Yesterday, I'm on a train from Euston to Manchester. The first scheduled stop is Stoke-on-Trent. However, after about 10 minutes, the train starts to slow down. I wonder briefly what's going on, and then there's the following announcement:
"Ladies and gentlemen, we will now be stopping at Watford Junction. This is because...er...we will now be stopping at Watford Junction."
Beat that.
This is followed by:
"Any passengers for Milton Keynes should change here, because, er, the next stop is Stoke-on-Trent."
Yeah. 'Cause you'd be screwed then, wouldn't you? As if you didn't have it bad enough to begin with, having to go to Milton Keynes and all.

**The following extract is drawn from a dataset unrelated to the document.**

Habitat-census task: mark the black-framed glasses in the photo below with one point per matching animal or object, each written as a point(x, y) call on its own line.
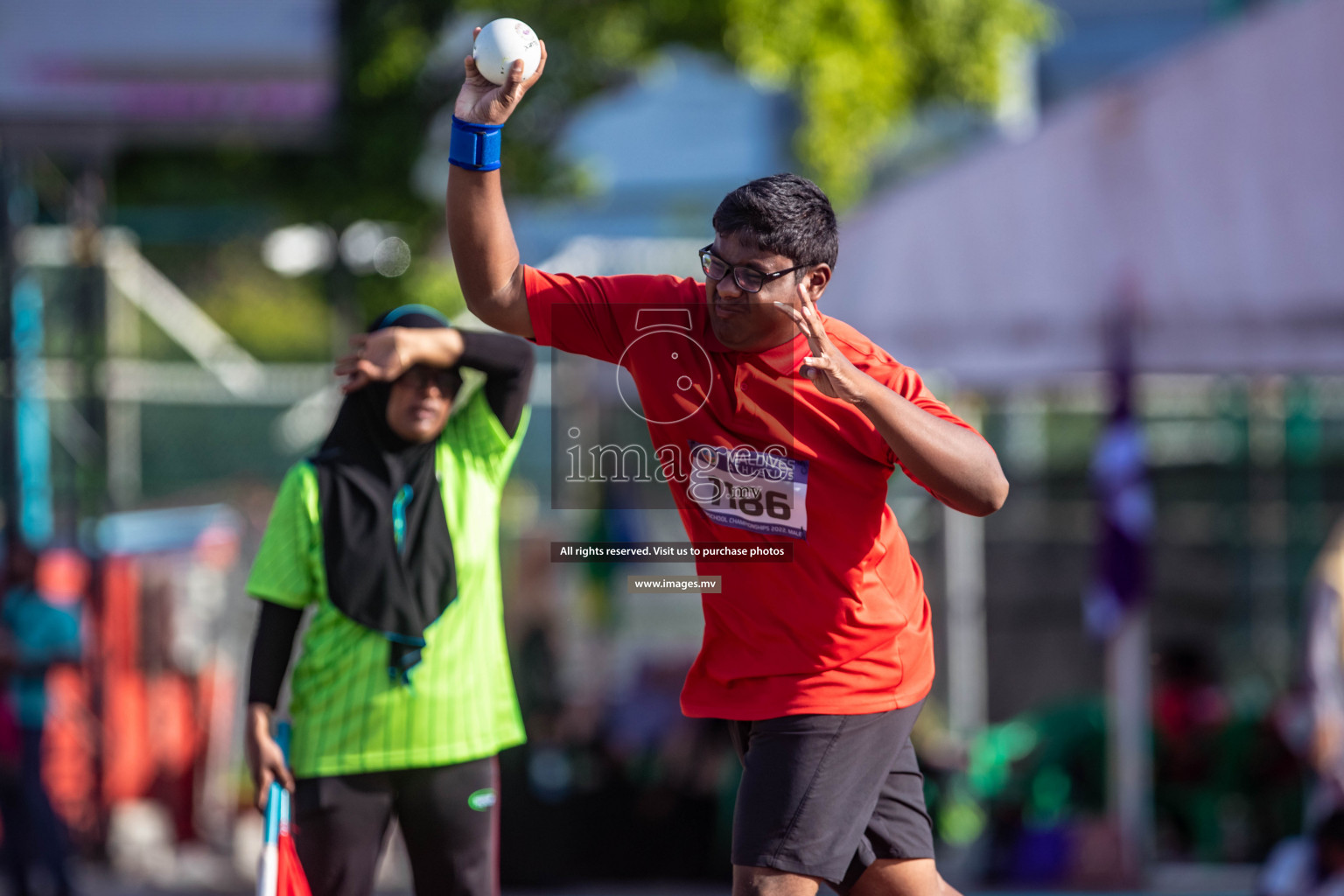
point(747, 278)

This begs the question of why anyone for Milton Keynes would be on a train whose next scheduled stop was Stoke in the first place...

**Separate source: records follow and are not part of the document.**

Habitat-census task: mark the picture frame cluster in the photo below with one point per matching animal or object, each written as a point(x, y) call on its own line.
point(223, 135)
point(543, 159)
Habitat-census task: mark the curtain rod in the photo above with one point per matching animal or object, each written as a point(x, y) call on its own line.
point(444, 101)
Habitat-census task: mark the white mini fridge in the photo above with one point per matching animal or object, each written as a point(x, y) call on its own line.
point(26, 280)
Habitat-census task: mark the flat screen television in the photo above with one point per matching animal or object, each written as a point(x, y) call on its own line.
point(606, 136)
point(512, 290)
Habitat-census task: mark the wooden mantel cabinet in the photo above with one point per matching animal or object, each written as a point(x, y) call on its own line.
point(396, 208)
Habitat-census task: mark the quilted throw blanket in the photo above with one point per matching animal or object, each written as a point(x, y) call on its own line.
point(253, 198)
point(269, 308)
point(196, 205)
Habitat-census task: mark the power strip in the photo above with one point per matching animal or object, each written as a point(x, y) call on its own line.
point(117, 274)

Anyway, got to Manchester eventually, and the first thing I saw was a lad in a Carlisle United shirt and jeans with huge farm-style wellies over them. Can anyone offer an explanation for this?
|
|
|
Post by J Esaj PRA on Jun 11, 2009 18:00:09 GMT
I guess Virgin trains deserve some celebration if you were on one that was actually moving. It'd make a refreshing change... This begs the question of why anyone for Milton Keynes would be on a train whose next scheduled stop was Stoke in the first place... Usually, it's because they've arsed things up at Euston, again, and put people on the wrong train. Euston seems to collect the most useless staff/passengers on the whole rail network. Anyway, got to Manchester eventually, and the first thing I saw was a lad in a Carlisle United shirt and jeans with huge farm-style wellies over them. Can anyone offer an explanation for this? Sheep shagging? I'd like to know what other 'style' of wellies there are that aren't 'farm-style'. I assume you took advantage of the superb drinking opportunities on your trip to civilisation?
|
|
|
Post by ambersalamander on Jun 12, 2009 13:20:35 GMT
Jase, I knew you'd reply to this, I just knew it! There are many styles of wellies. There has recently, for example, been a fashion among young ladies for pretty, floral-patterned wellies that wouldn't last five minutes on a farm. Nor would the ones that barely cover the ankle. These were big no-nonsense green things that practically reached the bloke's thighs. Today I was out for lunch and a lost-looking St Albans fan wandered past twice
|
|
votp
Steaming Bovril
Posts: 328
|
Post by votp on Jun 12, 2009 15:57:33 GMT
a lost-looking St Albans fan Is there any other type?
|
|
|
Post by Sultan of Cannock- SRFC on Jun 13, 2009 6:11:09 GMT
I used to take the "London Saver" (£9.99 Wolverhampton to Euston) back in the old BR days to see the delectable Mrs Sultan's predeccesor The train would often, and inexplicably, stop in a cutting just outside Enfield and wait there for what seemed like an eternity. On one occaision as we sat there, the guard left his van and walked alongside the track towards the engine. As he did so some wag shouted out of the window "Hey, mate? Is it alright if i get out and pick some flowers for my wife? " The guard answered "Don't be daft! There's no flowers here!" to which the wag shot back "I've got a packet of seeds!" ;D Incidently, it was about that time that Red Ken was leader of the GLC and they were having a poster drive to increase use of the Tube. One ad i saw depicted Henry VIII at a ticket window, saying to the vendor " Return for Tower Hamlets, please." to which someone had added " And a single for the wife.."
|
|
|
Post by ambersalamander on Jun 13, 2009 10:42:33 GMT
Excellent ;D
|
|
votp
Steaming Bovril
Posts: 328
|
Post by votp on Jun 13, 2009 21:31:16 GMT
Brilliant, Sultan, made me chuckle both of those!